Я руками ел фруктовый компот из одногаллоновой банки, копаясь пальцами в липких фруктах и выбирая вишенки.
Колонна замедлила ход в деревушке, и тут подбегает гучонок-уродец с «волчьей пастью», торгует ломтиками ананаса на зубочистках. «Ты дать мне одну сигарету! Ты дать мне одну сигарету!»
И вдруг этот славный уродец зашвыривает свою картонную коробку, полную ананасных ломтиков, прямо в грузовик.
Папа Д. А. в тот момент стоял у пулемета. Разворачивает его, и все его тело начинает сотрясаться от «бум-бум-бум-бум-бум-бум-бум», и пацанчик взорвался и разлетелся по всей обочине, как искромсанный цыпленок.
А потом трехосник разорвался на части, и мы с Д. А. взмыли вверх, а отделение засосало в вихревую воронку из полупрозрачного черного огня, а потом — раз! — все кончилось, и вот уже Папа Д. А. стал помогать мне подняться и уйти с дороги.
Я крепко ударился головой о дорогу.
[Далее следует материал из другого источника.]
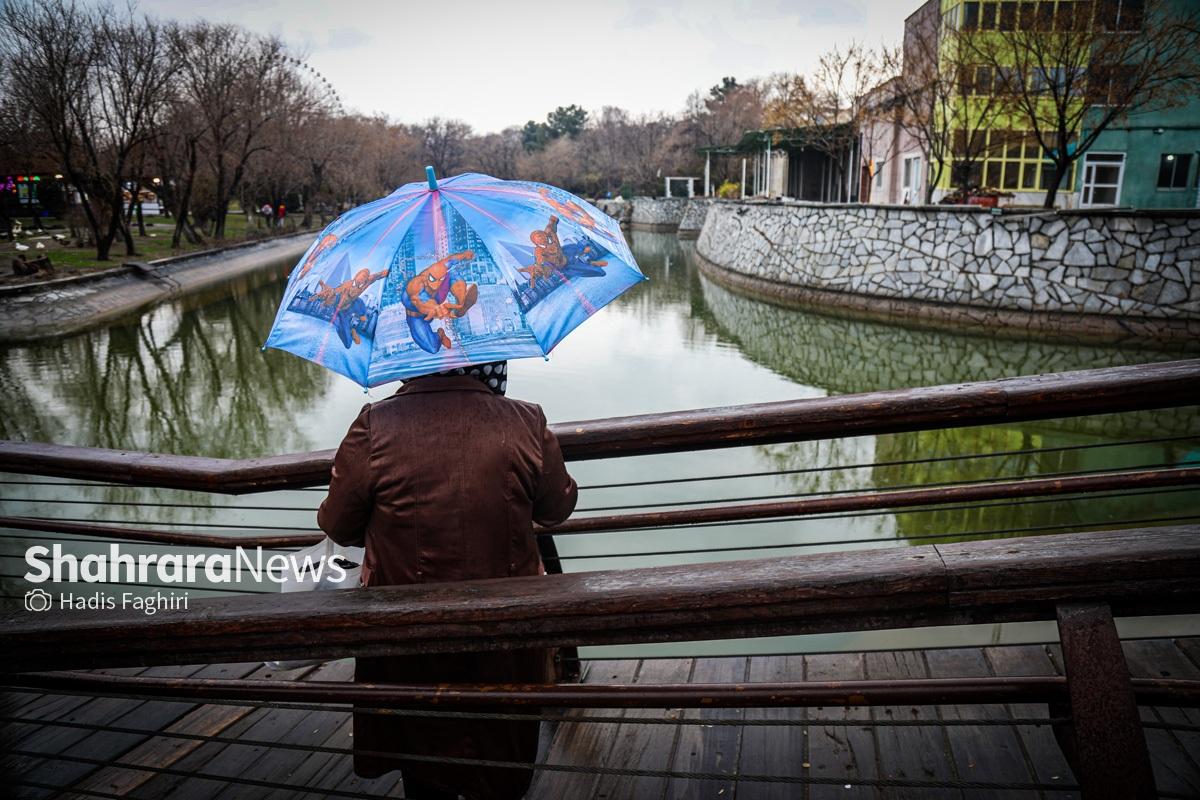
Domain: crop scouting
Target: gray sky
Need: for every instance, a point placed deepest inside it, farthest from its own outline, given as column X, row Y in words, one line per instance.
column 501, row 62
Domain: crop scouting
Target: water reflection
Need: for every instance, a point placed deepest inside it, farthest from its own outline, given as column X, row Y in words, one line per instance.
column 189, row 378
column 184, row 378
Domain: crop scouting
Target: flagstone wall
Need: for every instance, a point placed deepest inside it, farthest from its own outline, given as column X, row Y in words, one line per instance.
column 1119, row 264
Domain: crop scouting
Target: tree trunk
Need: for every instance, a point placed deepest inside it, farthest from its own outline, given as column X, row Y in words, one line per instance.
column 185, row 197
column 1060, row 173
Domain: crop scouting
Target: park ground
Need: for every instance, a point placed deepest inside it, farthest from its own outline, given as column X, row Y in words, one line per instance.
column 69, row 258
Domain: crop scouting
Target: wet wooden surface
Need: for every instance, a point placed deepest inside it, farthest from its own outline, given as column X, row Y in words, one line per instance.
column 1138, row 571
column 815, row 746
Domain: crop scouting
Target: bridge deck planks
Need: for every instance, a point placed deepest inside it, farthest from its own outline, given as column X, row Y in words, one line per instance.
column 973, row 752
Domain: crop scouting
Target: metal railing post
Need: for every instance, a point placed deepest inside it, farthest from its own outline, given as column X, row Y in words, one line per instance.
column 1105, row 743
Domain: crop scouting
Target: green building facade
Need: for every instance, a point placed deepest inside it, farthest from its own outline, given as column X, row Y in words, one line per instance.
column 1147, row 161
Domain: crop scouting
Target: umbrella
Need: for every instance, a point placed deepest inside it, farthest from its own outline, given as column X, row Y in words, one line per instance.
column 447, row 274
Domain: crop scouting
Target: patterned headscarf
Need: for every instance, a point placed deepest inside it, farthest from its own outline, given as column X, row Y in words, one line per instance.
column 495, row 374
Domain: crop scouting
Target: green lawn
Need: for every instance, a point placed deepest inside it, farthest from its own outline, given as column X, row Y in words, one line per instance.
column 156, row 244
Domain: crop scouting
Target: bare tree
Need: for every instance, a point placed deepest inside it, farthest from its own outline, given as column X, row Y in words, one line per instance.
column 445, row 143
column 1068, row 72
column 829, row 103
column 94, row 80
column 497, row 154
column 238, row 83
column 948, row 103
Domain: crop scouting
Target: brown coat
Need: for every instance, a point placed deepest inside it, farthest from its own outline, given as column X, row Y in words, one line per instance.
column 443, row 481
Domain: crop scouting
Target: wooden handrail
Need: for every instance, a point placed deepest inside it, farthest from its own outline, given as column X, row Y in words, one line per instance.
column 1133, row 480
column 923, row 691
column 1033, row 397
column 1135, row 571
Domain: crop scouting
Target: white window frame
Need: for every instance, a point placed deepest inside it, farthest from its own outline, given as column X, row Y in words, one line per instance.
column 1120, row 185
column 910, row 180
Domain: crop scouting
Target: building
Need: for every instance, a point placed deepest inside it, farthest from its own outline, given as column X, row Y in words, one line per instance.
column 816, row 164
column 1146, row 160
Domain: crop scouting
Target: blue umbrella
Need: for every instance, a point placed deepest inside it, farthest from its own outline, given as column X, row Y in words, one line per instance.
column 448, row 274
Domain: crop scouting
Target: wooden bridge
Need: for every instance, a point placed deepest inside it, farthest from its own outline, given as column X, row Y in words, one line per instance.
column 178, row 704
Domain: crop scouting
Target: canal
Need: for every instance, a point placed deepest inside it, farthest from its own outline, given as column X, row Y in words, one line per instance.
column 190, row 378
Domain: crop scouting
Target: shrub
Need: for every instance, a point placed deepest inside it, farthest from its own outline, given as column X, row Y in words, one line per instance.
column 729, row 190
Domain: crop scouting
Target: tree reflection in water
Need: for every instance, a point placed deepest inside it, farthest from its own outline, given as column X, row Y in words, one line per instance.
column 184, row 378
column 847, row 355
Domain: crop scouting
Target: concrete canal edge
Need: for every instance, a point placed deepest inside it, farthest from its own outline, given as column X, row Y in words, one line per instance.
column 64, row 307
column 1109, row 277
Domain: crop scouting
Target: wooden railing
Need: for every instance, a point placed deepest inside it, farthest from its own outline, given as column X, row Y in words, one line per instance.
column 1079, row 579
column 989, row 402
column 1137, row 571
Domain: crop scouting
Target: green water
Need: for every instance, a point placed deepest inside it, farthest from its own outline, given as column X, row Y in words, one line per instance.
column 190, row 378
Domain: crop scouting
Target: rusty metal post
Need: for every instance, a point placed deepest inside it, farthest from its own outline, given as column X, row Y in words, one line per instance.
column 1110, row 756
column 567, row 659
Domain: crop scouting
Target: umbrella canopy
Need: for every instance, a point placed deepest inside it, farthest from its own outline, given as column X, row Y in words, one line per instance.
column 448, row 274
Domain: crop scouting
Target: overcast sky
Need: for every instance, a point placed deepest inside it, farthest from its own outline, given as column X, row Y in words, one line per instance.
column 499, row 62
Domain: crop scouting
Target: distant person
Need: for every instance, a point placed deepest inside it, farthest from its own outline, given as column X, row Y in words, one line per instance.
column 444, row 481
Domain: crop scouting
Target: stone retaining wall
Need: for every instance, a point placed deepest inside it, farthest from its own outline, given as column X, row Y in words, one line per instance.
column 657, row 212
column 694, row 216
column 1114, row 265
column 617, row 209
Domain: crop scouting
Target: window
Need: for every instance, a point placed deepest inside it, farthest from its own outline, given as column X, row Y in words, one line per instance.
column 1121, row 14
column 1103, row 173
column 1002, row 160
column 1174, row 169
column 1045, row 16
column 983, row 84
column 1008, row 14
column 988, row 16
column 970, row 16
column 1027, row 18
column 911, row 184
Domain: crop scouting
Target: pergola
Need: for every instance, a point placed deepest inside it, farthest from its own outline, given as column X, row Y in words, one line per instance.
column 801, row 144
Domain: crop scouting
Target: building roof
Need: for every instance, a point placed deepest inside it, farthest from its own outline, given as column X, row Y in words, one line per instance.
column 779, row 138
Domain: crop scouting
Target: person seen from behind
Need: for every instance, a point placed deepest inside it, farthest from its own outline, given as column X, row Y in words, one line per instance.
column 444, row 481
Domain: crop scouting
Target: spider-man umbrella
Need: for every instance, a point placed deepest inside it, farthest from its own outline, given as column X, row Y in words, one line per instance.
column 447, row 274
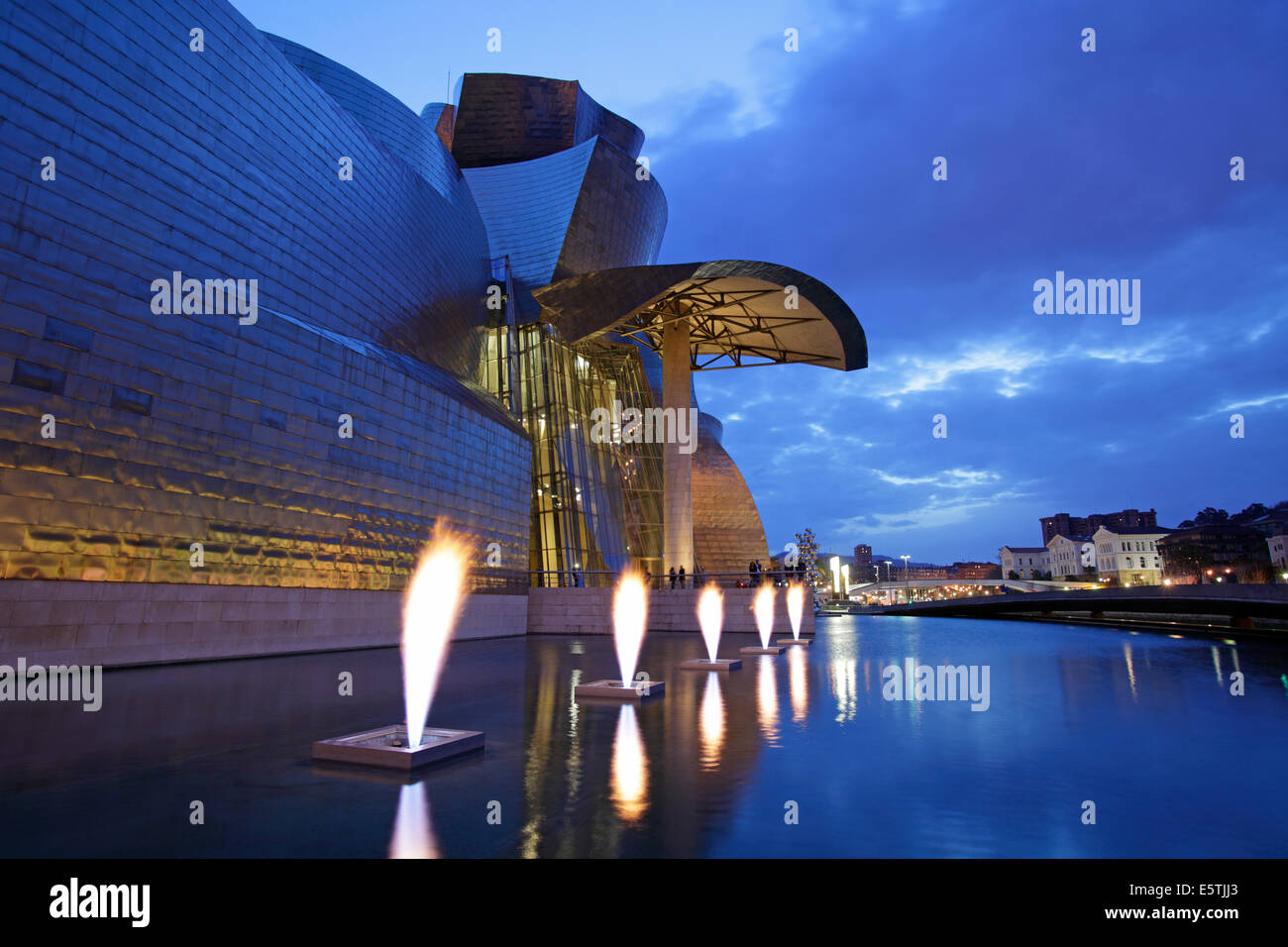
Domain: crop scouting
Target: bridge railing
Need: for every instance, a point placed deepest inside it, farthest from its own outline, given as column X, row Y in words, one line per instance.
column 550, row 579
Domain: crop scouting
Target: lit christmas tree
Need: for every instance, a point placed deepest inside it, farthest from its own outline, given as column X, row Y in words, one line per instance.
column 806, row 547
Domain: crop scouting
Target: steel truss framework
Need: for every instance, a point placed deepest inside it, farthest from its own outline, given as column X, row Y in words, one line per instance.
column 721, row 328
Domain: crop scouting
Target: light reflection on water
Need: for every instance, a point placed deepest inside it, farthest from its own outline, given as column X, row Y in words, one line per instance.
column 1142, row 724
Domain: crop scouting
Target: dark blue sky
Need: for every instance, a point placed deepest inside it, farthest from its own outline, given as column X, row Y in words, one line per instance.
column 1104, row 165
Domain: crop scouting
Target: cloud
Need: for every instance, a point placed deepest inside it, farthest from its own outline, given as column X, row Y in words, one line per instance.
column 956, row 478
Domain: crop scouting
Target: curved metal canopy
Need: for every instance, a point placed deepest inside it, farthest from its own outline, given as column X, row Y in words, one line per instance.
column 739, row 312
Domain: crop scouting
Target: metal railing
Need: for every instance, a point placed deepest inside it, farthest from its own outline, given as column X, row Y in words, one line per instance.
column 597, row 579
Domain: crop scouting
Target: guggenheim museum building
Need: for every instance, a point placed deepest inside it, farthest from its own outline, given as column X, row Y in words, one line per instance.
column 263, row 329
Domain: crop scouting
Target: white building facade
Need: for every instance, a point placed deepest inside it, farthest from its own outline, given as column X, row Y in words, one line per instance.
column 1070, row 558
column 1025, row 562
column 1278, row 554
column 1128, row 556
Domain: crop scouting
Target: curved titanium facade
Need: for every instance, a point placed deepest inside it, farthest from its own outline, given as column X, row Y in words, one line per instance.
column 318, row 442
column 179, row 429
column 501, row 119
column 726, row 528
column 574, row 211
column 411, row 137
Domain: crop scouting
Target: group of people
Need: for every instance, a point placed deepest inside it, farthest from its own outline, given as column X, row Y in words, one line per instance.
column 756, row 573
column 681, row 577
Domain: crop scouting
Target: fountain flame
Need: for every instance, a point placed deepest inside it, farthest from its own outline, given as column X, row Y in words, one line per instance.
column 764, row 605
column 429, row 612
column 795, row 607
column 630, row 608
column 709, row 618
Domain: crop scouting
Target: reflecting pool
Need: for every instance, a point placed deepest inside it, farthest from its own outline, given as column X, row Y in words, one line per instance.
column 793, row 755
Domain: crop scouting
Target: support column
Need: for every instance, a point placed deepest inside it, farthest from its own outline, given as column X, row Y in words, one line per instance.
column 677, row 468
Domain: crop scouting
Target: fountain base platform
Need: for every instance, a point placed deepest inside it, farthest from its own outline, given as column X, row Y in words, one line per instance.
column 386, row 748
column 720, row 664
column 616, row 690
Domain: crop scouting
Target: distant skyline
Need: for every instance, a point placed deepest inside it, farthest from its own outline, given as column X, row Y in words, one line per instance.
column 1102, row 165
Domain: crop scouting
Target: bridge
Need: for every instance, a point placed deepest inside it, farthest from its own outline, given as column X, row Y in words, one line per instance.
column 1241, row 604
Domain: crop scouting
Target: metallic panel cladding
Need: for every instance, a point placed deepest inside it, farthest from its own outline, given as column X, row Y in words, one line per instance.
column 502, row 118
column 179, row 429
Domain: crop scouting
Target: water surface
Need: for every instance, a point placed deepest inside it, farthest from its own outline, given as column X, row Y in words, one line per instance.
column 1144, row 725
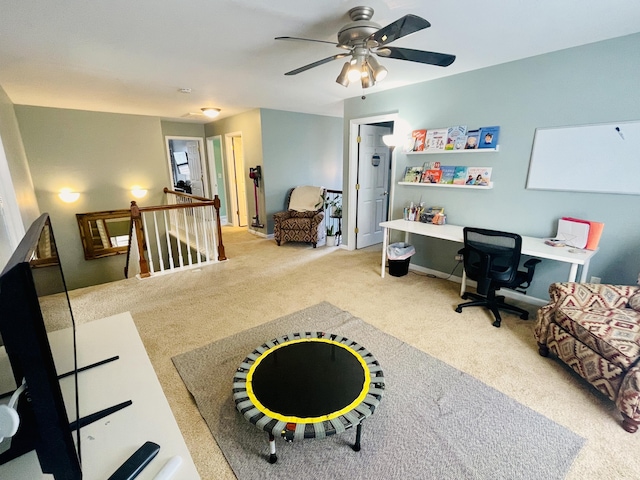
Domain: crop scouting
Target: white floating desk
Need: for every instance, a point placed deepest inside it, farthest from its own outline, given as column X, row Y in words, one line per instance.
column 531, row 246
column 107, row 443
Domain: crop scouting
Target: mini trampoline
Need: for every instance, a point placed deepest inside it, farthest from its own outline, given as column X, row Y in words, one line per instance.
column 308, row 385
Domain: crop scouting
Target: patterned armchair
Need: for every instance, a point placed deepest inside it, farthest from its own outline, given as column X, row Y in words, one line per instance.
column 595, row 329
column 303, row 221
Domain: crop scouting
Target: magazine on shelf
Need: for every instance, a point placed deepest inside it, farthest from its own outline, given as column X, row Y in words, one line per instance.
column 480, row 176
column 489, row 137
column 446, row 176
column 419, row 137
column 436, row 140
column 412, row 174
column 452, row 135
column 460, row 142
column 431, row 176
column 430, row 166
column 459, row 175
column 472, row 140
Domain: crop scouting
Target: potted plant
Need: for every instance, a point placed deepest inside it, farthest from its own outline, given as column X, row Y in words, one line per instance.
column 333, row 206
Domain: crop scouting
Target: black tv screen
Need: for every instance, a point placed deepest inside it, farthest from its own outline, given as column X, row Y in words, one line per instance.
column 34, row 301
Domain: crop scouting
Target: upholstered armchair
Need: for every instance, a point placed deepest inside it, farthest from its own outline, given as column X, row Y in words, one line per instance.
column 595, row 329
column 303, row 219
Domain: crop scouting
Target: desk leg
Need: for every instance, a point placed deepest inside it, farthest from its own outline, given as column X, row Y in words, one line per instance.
column 573, row 272
column 385, row 242
column 463, row 285
column 585, row 269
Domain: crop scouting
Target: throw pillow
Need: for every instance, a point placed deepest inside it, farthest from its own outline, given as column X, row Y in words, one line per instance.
column 306, row 199
column 634, row 302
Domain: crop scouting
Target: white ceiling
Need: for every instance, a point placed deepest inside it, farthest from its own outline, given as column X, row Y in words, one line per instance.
column 132, row 57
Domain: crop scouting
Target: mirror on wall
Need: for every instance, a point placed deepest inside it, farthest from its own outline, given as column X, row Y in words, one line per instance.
column 105, row 233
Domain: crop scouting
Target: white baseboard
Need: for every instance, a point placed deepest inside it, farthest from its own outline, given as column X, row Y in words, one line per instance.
column 512, row 294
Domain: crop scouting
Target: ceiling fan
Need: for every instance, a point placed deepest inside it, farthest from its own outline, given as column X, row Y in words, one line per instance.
column 364, row 39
Папа Д. А. поднял меня, и я выплюнул щебенку, а на палубе повсюду вокруг были куски людей. Некоторые куски шевелились, некоторые — нет. Все куски горели. Трехосник валялся на боку, он горел, и все бойцы из отряда Папы Д. А. представляли собой удивительные создания без ног и без яиц.
— Да ты просто спятил на хер, — говорю я Д. А., пытаясь не думать о неприятном прошлом.
Папа Д. А. глядит на меня, потом на пистолет в руке. «Именно так».
Пожимаю плечами. «Сочувствую».
Папа Д. А. говорит: «Я — служака, Джокер. Блин, я ведь люблю этот чертов корпус морской пехоты, и все такое. Но в Кхесани сраженьями и не пахло: сплошь рекламные приколы. И зеленые морпехи — не элитные войска, мы здесь как кинозвезды. Морпехи в Кхесани просто шоу-бизнес делали, для журнала «Тайм». Мы как белые клоуны, гуков потешаем. А начальство нас опустило, сделало из нас живую приманку в интересах огневой поддержки. Мы не более чем покрытые славой наводчики огня, разведка для шквала бомб и снарядов. С тех пор как появились пушки, война уже не благородная забава. При современном оружии убивать совсем уж не прикольно. Мы ведь вполне могли бы расставить тут деревянных морпехов, как искусственных уток для приманки, и ди-ди обратно в Мир, устроиться там на крысиную работу и зарабатывать кучи денег».